“Suite francesa”, una historia de amor y de guerra con fecha de vencimiento
Basada en el libro de Irène Nemirovsky, hoy se estrena en Rosario el film que refleja en tiempo real el deterioro de la sociedad francesa durante la ocupación alemana.

Jueves 12 de Noviembre de 2015

Más de cincuenta años después de la muerte de la escritora Irène Némirovsky en un campo de concentración, su hija tuvo valor para leer sus diarios y los manuscritos de la novela "Suite francesa". Lo que descubrió fue una historia narrada casi en tiempo real. Situadoa en 1940 en Francia, "Suite francesa", cuya adaptación al cine se estrena hoy, sigue a Lucile Angellier que espera noticias de su marido, un prisionero de guerra, mientras lleva una existencia asfixiante con su dominante suegra. Cuando los refugiados parisinos llegan a su pequeña ciudad, seguidos por un regimiento de soldados alemanes que se establecen en las casas del lugar, la vida de Lucile da un vuelco. En lo de los Angellier, Lucile inicialmente intenta ignorar a Bruno, un oficial alemán atractivo y refinado, pero pronto descubre que el amor puede quedar atrapado en las redes de la tragedia.

El libro consta de dos volúmenes de una novela que originalmente debía tener cinco. Se publicó en 1998, 56 años después de que Némirovsky murió en Auschwitz (ver aparte). Para la película, el director inglés Saul Dibb hace un paneo sobre el primer volumen, "Tempestad en junio", y luego se concentra en el segundo, "Dolce", que habla de la relación entre Lucile Angellier (Michelle Williams) y Bruno von Falk (Matthias Schoenaerts), un teniente alemán, y la suegra de la mujer, a cargo de Kristin Scott Thomas.

Conflictos. Dibb, que debutó internacionalmente con "La duquesa", dijo que esta película, como todas, "fue un viaje fascinante". "Los años 40 -explicó- es un período que en realidad pocas veces fue abordado de esta manera. Hay allí (en el contexto de la pequeña ciudad que refleja el libro) una especie de «ocupación incómoda», con la Wehrmacht alemana antes de que todo se convirtiera en las cosas que sabemos, como el tratamiento que se le dio a las poblaciones judías de Europa o el tratamiento de la población francesa en Francia. Encarar este período, que en cierto modo podría llamarse la pre Resistencia, me pareció fascinante".

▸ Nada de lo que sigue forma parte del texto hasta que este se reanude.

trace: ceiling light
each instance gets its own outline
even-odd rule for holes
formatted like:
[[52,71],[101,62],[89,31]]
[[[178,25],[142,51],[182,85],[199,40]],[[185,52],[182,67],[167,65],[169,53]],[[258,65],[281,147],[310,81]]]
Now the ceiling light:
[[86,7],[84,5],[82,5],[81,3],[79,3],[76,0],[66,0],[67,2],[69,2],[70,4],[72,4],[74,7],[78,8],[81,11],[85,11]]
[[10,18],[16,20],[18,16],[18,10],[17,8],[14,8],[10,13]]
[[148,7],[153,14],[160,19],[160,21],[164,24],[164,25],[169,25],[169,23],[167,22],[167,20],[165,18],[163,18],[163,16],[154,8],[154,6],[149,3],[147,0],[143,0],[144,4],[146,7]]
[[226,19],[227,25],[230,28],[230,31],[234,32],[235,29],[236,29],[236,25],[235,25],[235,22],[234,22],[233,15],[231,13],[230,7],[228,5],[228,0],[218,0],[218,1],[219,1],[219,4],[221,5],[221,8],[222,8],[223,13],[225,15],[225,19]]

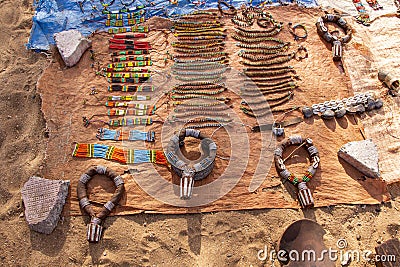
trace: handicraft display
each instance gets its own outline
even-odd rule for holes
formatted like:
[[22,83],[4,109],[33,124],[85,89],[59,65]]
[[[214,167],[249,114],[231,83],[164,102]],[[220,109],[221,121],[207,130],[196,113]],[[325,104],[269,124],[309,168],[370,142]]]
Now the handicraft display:
[[[289,146],[301,145],[305,146],[310,157],[311,165],[307,169],[306,173],[301,177],[296,177],[290,172],[283,159],[283,152]],[[293,185],[298,188],[298,198],[302,208],[310,208],[314,206],[314,199],[311,194],[311,190],[307,187],[307,182],[317,172],[319,166],[319,153],[318,149],[314,146],[313,141],[310,138],[304,139],[301,136],[291,136],[283,141],[274,152],[275,167],[278,174],[283,178],[290,181]]]
[[[92,204],[87,195],[87,183],[93,178],[94,175],[105,175],[115,184],[115,192],[111,200],[104,204],[102,210],[96,214],[93,210]],[[87,225],[87,240],[89,242],[99,242],[103,235],[102,223],[106,217],[111,213],[116,205],[118,205],[125,192],[124,180],[120,175],[104,166],[96,166],[88,169],[79,178],[77,194],[79,206],[91,217],[90,223]]]
[[[196,160],[187,159],[181,151],[185,145],[186,137],[194,137],[200,141],[200,158]],[[180,198],[190,199],[193,194],[194,181],[207,177],[215,164],[217,145],[215,142],[203,135],[196,129],[183,129],[174,135],[166,148],[167,161],[172,170],[180,177]]]

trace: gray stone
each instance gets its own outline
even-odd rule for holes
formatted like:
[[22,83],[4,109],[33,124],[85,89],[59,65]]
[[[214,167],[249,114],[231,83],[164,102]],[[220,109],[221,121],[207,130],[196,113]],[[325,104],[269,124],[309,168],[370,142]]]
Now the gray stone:
[[22,188],[25,218],[29,227],[50,234],[57,226],[68,196],[69,181],[48,180],[33,176]]
[[378,148],[371,139],[345,144],[339,149],[338,156],[367,177],[380,177]]
[[330,120],[333,119],[334,117],[335,117],[335,112],[333,112],[330,109],[325,110],[321,115],[321,118],[323,118],[324,120]]
[[364,105],[357,105],[357,106],[355,106],[355,108],[356,108],[356,112],[358,113],[358,114],[362,114],[362,113],[364,113],[365,112],[365,107],[364,107]]
[[304,107],[301,111],[305,118],[311,118],[313,116],[313,110],[310,107]]
[[78,63],[86,49],[92,46],[92,41],[83,37],[77,30],[56,33],[54,40],[65,65],[68,67]]
[[375,108],[376,109],[380,109],[381,107],[383,107],[383,101],[382,99],[378,99],[375,101]]
[[335,111],[335,117],[336,118],[342,118],[344,115],[346,115],[346,109],[341,108]]
[[375,109],[375,101],[370,98],[367,100],[367,103],[365,104],[365,110],[371,111],[373,109]]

Adaptar el libro, según contó el director a The Entertainment Network, lo obligó a tomar decisiones difíciles por tratarse de una obra inconclusa y porque la primera parte no está íntimamente relacionada con la continuación. "La escritura del guión fue la parte más difícil del trabajo. La decisión más importante fue pensar qué hacer con esta novela inconclusa, cómo tomar algo que tiene dos partes pero que estaba destinado a tener cinco. Además, las dos partes no se relacionan entre sí en términos de narrativa o caracteres, pero todos ellos dicen cosas de importancia fundamental. Tomé esa primera decisión de centrarme en la parte llamada «Dolce», usando ese sentido de pertenencia de los personajes y luego extrapolarlos con la caída de Francia para conseguir una especie de primer acto, y a continuación avanzar hacia lo que podría haber sucedido en las partes que Irène dejó sin escribir".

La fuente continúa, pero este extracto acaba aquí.